The best memoir book I’ve read in the last few years is, What You Have Heard is True. That title is taken from the poem below. The memoir is Carolyn Forche’s telling of time she spent in El Salvador as a young poet and journalist. For anyone who wants a deeper understanding of the brutality inflicted on the peasants and working poor of Central and South American countries, much of it by forces trained by US military personnel at the infamous School of the Americas in Georgia, this is a must-read book. I shed tears several times in reading her gripping descriptions of the innocent poor that were tortured and murdered in an effort to maintain a rule of terror and stave off a popular revolution.
Which brings me to this week’s featured poem. 'The Colonel' was written in 1978. El Salvador was in disarray, in the middle of a civil war between the US-backed military and government, and the Foarabundo Martí National Liberation Front. The poem describes an incident in which Forche was invited to dinner at the house of a colonel who commanded military personnel whose job it was to thwart dissent and protest among the peasantry. Near the end of the poem there is a description of one of the shocking tactics that were used.
The casual but detailed description of how the food and wine were served is followed by the awful telling of the length to which the colonel went to inflict fear into his young guest. This brutal description is followed by the line, “something for your poetry, no”? spoken as as he holds his wine aloft in a toast.
If you can read this poem without shivering, you are a stronger person than I am.
The poem was published in the 1981 collection, The Country Between Us, published by Harper & Row. The book was the Lamont Poetry Selection for 1981.
Here is the poem. Brace yourselves.
The Colonel
WHAT YOU HAVE HEARD is true. I was in his house. His wife carried
a tray of coffee and sugar.
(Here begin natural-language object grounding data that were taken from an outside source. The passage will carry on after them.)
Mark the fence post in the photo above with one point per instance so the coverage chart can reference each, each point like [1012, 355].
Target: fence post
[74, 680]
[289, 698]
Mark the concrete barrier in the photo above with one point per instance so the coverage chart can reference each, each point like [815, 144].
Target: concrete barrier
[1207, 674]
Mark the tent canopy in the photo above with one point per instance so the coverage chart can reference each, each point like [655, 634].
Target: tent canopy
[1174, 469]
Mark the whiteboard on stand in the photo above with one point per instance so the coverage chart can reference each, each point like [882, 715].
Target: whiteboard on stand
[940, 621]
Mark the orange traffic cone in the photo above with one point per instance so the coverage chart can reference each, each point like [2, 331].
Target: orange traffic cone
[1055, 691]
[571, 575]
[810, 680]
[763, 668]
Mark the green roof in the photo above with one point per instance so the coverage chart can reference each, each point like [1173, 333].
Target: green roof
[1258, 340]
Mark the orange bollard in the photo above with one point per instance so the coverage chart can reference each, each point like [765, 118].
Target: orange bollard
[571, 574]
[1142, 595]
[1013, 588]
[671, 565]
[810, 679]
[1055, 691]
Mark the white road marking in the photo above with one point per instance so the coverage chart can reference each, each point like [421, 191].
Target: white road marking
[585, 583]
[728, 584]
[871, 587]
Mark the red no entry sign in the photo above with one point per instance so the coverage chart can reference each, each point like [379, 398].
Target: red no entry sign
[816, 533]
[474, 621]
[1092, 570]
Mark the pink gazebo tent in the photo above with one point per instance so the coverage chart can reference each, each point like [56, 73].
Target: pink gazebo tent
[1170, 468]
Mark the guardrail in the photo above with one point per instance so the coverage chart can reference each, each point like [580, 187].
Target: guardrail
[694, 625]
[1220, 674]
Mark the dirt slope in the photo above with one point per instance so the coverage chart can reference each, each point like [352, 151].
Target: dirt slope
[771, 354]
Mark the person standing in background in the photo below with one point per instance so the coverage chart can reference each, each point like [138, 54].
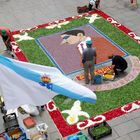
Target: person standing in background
[89, 61]
[93, 3]
[119, 64]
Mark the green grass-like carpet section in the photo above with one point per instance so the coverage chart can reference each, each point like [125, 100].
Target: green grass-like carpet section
[106, 100]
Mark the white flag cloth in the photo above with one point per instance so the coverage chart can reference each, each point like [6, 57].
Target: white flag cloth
[26, 83]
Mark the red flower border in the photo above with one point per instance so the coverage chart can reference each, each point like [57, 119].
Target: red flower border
[54, 112]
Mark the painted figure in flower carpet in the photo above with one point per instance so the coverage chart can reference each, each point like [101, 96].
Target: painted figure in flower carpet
[119, 64]
[89, 61]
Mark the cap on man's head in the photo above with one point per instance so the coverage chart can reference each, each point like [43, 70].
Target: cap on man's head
[89, 42]
[3, 32]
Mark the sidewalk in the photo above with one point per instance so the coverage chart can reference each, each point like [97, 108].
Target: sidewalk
[22, 14]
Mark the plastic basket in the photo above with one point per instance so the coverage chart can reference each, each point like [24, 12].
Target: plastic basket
[78, 136]
[98, 79]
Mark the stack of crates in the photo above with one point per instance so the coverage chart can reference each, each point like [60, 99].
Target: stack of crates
[78, 136]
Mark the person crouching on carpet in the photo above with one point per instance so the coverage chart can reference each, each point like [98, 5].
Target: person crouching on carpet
[119, 64]
[94, 3]
[89, 61]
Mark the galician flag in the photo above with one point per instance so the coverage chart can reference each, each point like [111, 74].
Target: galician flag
[26, 83]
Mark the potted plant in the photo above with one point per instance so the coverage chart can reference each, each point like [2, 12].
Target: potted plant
[99, 131]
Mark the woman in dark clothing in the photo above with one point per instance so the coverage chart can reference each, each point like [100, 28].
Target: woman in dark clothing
[119, 64]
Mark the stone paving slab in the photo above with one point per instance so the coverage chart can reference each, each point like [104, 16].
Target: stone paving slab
[126, 128]
[117, 121]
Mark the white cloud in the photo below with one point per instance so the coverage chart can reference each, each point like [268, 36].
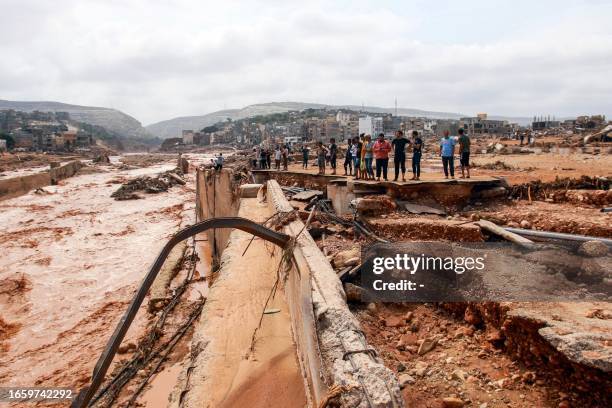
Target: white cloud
[159, 59]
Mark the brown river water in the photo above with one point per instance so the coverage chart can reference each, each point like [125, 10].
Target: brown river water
[70, 261]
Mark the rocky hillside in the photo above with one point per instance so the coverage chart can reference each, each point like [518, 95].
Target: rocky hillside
[111, 119]
[174, 127]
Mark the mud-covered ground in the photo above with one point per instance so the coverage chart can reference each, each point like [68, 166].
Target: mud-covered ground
[72, 258]
[465, 364]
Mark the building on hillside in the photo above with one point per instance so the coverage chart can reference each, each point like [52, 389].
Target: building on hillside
[187, 136]
[481, 125]
[442, 125]
[543, 123]
[70, 138]
[332, 129]
[343, 118]
[201, 138]
[292, 140]
[59, 143]
[83, 139]
[23, 139]
[370, 125]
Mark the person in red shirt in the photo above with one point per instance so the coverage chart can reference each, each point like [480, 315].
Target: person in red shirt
[381, 154]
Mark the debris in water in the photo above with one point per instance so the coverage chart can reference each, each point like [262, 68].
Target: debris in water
[150, 185]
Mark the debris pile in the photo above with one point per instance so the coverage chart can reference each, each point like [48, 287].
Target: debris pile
[498, 165]
[538, 190]
[150, 185]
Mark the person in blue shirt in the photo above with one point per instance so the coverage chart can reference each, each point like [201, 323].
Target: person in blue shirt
[447, 152]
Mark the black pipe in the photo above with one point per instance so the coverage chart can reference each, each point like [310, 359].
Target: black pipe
[557, 235]
[87, 393]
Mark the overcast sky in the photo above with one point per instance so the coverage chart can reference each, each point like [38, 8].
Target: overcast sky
[158, 59]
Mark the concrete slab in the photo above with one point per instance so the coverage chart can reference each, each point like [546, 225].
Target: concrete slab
[229, 369]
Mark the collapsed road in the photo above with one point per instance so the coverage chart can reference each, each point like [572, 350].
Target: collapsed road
[232, 320]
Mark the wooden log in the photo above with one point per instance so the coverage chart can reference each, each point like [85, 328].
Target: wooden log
[507, 235]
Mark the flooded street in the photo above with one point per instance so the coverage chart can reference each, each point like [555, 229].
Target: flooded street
[72, 258]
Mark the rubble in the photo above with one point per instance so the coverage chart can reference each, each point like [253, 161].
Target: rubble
[150, 185]
[375, 205]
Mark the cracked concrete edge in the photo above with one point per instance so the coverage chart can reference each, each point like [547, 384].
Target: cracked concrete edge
[365, 381]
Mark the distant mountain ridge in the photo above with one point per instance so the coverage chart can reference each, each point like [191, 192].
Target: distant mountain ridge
[174, 127]
[111, 119]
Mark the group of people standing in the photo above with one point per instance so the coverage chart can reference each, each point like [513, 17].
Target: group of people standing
[262, 158]
[368, 160]
[447, 152]
[362, 154]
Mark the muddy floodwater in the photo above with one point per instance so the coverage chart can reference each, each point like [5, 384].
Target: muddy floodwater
[71, 260]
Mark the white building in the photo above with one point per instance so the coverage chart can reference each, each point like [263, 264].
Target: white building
[292, 140]
[343, 118]
[188, 136]
[370, 125]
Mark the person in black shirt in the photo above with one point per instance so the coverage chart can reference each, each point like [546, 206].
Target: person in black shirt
[417, 150]
[333, 154]
[348, 159]
[399, 145]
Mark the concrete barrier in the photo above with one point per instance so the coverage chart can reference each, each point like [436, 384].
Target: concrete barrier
[218, 195]
[16, 186]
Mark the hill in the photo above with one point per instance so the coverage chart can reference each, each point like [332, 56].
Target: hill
[174, 127]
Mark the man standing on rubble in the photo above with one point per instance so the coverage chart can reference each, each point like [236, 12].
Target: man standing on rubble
[285, 154]
[219, 162]
[417, 151]
[381, 153]
[399, 157]
[464, 152]
[348, 159]
[277, 157]
[447, 152]
[333, 154]
[305, 152]
[321, 153]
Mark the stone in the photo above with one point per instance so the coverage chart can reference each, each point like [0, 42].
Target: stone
[378, 204]
[471, 316]
[592, 271]
[394, 321]
[452, 402]
[529, 377]
[406, 379]
[126, 348]
[420, 368]
[426, 346]
[341, 258]
[495, 336]
[353, 292]
[409, 339]
[250, 190]
[459, 374]
[307, 195]
[352, 262]
[593, 249]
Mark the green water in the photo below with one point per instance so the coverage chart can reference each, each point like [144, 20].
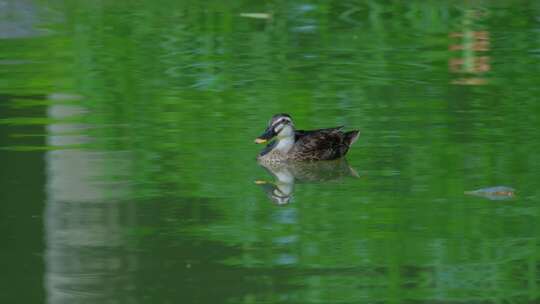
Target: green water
[128, 163]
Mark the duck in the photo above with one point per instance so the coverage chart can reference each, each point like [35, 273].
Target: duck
[291, 145]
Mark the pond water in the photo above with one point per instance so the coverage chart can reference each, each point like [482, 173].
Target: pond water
[128, 163]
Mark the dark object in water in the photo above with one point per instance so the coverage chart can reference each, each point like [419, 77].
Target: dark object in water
[496, 193]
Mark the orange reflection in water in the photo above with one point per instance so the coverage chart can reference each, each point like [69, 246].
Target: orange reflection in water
[471, 65]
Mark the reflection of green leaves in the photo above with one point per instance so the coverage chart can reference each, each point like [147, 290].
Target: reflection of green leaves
[184, 88]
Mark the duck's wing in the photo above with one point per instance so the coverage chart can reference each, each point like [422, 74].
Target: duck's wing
[323, 144]
[298, 134]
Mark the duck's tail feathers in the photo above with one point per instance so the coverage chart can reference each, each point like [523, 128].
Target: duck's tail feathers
[351, 137]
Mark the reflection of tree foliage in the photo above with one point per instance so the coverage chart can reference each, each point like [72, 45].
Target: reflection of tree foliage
[185, 86]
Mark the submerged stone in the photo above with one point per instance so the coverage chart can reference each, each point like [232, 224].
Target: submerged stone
[494, 193]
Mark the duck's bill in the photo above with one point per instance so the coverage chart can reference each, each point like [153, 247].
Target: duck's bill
[266, 136]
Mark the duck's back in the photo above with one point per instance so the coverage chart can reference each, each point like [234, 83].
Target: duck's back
[322, 144]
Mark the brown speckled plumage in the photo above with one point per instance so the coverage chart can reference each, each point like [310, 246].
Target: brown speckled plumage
[313, 145]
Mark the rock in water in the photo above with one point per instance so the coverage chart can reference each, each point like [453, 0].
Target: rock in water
[496, 193]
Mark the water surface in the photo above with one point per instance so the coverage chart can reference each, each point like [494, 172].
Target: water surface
[128, 163]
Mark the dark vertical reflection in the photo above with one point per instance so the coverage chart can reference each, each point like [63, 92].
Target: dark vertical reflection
[21, 197]
[85, 222]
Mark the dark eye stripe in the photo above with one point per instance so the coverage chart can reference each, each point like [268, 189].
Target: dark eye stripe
[277, 122]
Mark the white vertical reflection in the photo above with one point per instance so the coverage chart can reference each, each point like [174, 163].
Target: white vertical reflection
[85, 222]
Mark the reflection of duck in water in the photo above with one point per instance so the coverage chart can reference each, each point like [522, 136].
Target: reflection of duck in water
[286, 174]
[297, 145]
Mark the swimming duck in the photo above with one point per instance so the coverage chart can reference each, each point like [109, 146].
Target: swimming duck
[299, 145]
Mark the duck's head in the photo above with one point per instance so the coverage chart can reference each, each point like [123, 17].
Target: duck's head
[280, 126]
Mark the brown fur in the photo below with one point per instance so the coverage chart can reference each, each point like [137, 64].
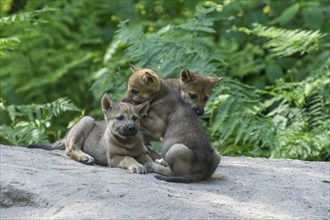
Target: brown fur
[195, 89]
[113, 142]
[185, 146]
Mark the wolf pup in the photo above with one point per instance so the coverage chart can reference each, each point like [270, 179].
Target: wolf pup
[185, 146]
[195, 89]
[114, 142]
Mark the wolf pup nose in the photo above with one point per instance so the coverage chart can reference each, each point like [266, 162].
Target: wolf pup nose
[129, 130]
[198, 111]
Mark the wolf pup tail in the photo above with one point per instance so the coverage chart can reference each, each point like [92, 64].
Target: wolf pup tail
[181, 179]
[57, 145]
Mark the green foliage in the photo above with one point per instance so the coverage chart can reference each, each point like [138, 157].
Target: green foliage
[286, 42]
[274, 56]
[29, 123]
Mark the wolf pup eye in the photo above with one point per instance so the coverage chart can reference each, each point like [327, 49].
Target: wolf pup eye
[120, 117]
[193, 95]
[134, 92]
[134, 117]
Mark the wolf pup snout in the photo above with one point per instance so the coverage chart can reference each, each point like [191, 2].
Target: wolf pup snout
[129, 129]
[198, 111]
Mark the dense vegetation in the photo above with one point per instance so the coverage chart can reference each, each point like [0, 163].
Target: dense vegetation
[58, 57]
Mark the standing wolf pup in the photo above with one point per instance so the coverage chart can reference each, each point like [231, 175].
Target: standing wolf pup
[195, 89]
[114, 142]
[185, 146]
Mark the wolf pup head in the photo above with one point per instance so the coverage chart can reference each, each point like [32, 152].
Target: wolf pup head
[142, 85]
[196, 89]
[123, 118]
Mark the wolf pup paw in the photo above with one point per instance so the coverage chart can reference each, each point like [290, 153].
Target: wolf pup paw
[137, 169]
[86, 159]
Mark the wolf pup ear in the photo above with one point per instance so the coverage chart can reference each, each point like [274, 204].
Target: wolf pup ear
[186, 76]
[134, 68]
[214, 80]
[148, 78]
[143, 108]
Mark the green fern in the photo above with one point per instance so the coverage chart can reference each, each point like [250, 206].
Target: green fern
[30, 122]
[284, 42]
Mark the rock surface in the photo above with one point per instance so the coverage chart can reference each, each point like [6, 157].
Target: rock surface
[39, 184]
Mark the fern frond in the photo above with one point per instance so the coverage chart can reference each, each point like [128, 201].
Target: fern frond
[283, 42]
[26, 16]
[29, 122]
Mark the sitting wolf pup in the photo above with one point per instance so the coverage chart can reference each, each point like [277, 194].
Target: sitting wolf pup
[114, 142]
[185, 146]
[195, 89]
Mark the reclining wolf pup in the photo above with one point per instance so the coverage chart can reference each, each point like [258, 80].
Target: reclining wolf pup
[114, 142]
[185, 146]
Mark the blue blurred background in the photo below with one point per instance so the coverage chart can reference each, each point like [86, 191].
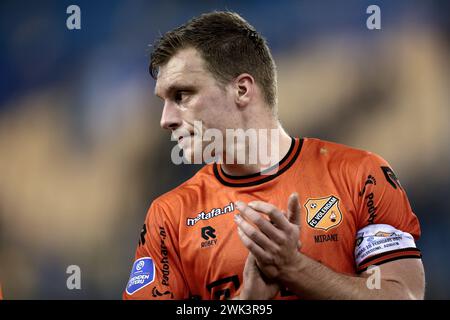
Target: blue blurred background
[82, 155]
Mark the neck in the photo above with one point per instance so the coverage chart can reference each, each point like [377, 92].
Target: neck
[274, 146]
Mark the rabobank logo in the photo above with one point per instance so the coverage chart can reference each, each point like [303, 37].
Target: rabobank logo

His daughter filed her nails, his son went
out for the night. There were daily papers, pet dogs, a pistol on the
cushion beside him. The moon swung bare on its black cord over
the house. On the television was a cop show. It was in English.
Broken bottles were embedded in the walls around the house to
scoop the kneecaps from a man's legs or cut his hands to lace. On
the windows there were gratings like those in liquor stores. We had
dinner, rack of lamb, good wine, a gold bell was on the table for
calling the maid. The maid brought green mangoes, salt, a type of
bread. I was asked how I enjoyed the country. There was a brief
commercial in Spanish. His wife took everything away. There was
some talk then of how difficult it had become to govern. The parrot
said hello on the terrace. The colonel told it to shut up, and pushed
himself from the table. My friend said to me with his eyes: say
nothing. The colonel returned with a sack used to bring groceries
home. He spilled many human ears on the table. They were like
dried peach halves. There is no other way to say this. He took one
of them in his hands, shook it in our faces, dropped it into a water
glass. It came alive there. I am tired of fooling around he said. As
for the rights of anyone, tell your people they can go fuck them-
selves. He swept the ears to the floor with his arm and held the last
of his wine in the air. Something for your poetry, no? he said. Some
of the ears on the floor caught this scrap of his voice. Some of the
ears on the floor were pressed to the ground.